Tesla M40 Multi-GPU Performance Issue


I have a a program that runs identical CUDA code (on different sets of data
of the same size) on 2 GPUs for multiple iterations.

In each iteration:

  • Copy data array 0 from CPU to GPU 0 and data array 1 to GPU 1
  • Use cuFFT to compute convolution of the input data and a filter (the filter is previously computed and stored on each GPU)
  • Copy convolution results back to CPU

When running using 2 Tesla M40s, the performance is good at the
beginning, but after ~20 iterations, GPU 1 starts slowing down and get upto
4.5x worse, while GPU 0 remains to perform well consistently throughout all
the iterations.

Performance problem details
After ~20 iterations all operations (involving GPU 1) are slow, including:

  • Data movement between host and device 1 (via cudaMemcpy())
  • 3D FFT and IFFT using cuFFT
  • Point-wise multiplication

I tried running the same program on 2 Tesla K80s. The performances are
consistent across both GPUs and throughout all the iterations on this node.

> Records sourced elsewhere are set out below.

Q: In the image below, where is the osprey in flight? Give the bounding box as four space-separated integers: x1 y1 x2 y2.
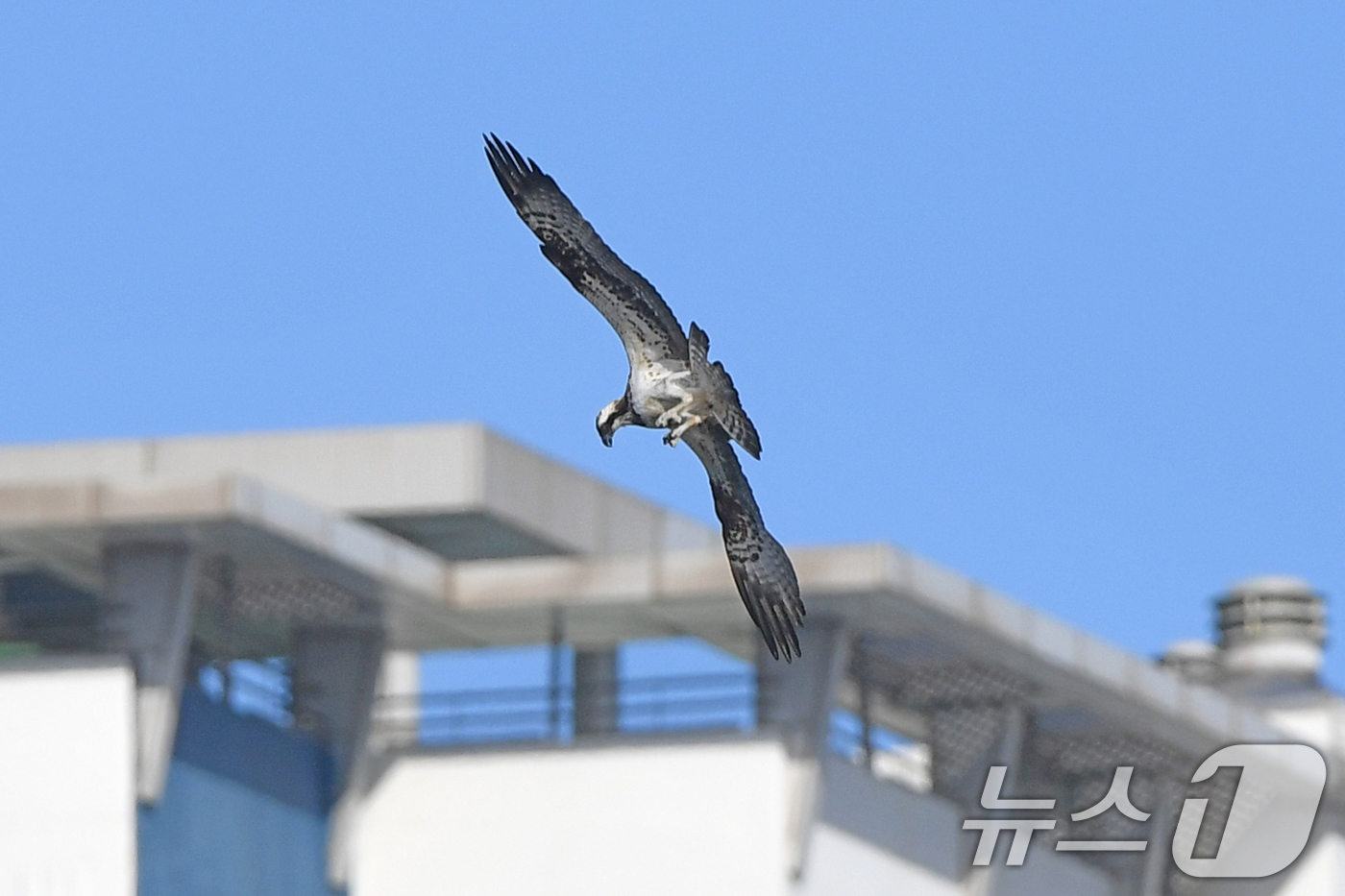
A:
485 134 804 659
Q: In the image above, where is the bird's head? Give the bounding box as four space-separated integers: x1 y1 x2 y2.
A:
598 396 635 448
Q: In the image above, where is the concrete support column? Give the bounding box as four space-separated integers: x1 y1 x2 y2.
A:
102 543 199 803
290 625 383 789
757 618 850 758
757 618 850 879
963 705 1041 896
370 650 421 752
1136 778 1186 896
575 647 619 736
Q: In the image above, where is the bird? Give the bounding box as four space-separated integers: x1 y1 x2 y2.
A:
483 134 806 662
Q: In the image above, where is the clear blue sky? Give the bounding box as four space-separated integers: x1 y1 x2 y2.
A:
0 0 1345 682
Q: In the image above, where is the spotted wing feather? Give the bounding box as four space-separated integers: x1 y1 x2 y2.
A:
683 421 804 661
687 320 761 460
485 134 686 367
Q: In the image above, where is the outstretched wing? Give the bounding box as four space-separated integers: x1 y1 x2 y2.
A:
485 134 686 367
687 320 761 460
682 420 804 661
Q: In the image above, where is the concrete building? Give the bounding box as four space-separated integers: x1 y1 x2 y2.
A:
0 424 1345 896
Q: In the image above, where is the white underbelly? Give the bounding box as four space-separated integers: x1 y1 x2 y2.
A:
629 360 690 425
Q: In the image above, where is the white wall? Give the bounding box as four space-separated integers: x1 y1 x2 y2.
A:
794 823 965 896
350 741 790 896
0 659 135 896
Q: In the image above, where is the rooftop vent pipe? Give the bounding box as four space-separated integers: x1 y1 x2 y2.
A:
1217 576 1326 684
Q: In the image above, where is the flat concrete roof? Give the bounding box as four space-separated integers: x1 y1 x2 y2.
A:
0 425 1329 796
0 424 719 560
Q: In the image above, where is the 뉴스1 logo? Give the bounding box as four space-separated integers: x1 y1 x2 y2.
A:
962 744 1326 877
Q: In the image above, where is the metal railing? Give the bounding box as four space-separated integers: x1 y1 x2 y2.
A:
376 671 757 745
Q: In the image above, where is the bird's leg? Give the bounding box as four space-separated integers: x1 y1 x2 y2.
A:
663 416 705 448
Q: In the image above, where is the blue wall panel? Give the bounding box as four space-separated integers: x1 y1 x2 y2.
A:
140 689 341 896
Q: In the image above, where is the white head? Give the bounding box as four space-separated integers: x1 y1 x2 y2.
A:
598 396 635 448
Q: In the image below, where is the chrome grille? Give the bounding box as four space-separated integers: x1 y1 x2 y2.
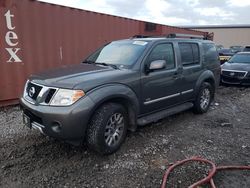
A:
222 70 247 78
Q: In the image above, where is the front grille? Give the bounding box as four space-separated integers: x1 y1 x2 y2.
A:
222 70 247 78
26 82 42 100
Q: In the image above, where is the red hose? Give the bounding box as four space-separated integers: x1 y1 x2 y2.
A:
161 157 250 188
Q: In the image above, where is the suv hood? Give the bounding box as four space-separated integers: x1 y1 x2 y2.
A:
221 63 250 71
30 63 117 89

Has anyone had the same problem? Any insights or suggestions on how to investigate this further would be
highly appreciated.

During the slowdown, take a look at the output of nvidia-smi -a in that case/for that time. Take a look at the GPU temperature and also whether any clock slowdown reasons are listed - also compare clock speeds between that case and the “normal” case.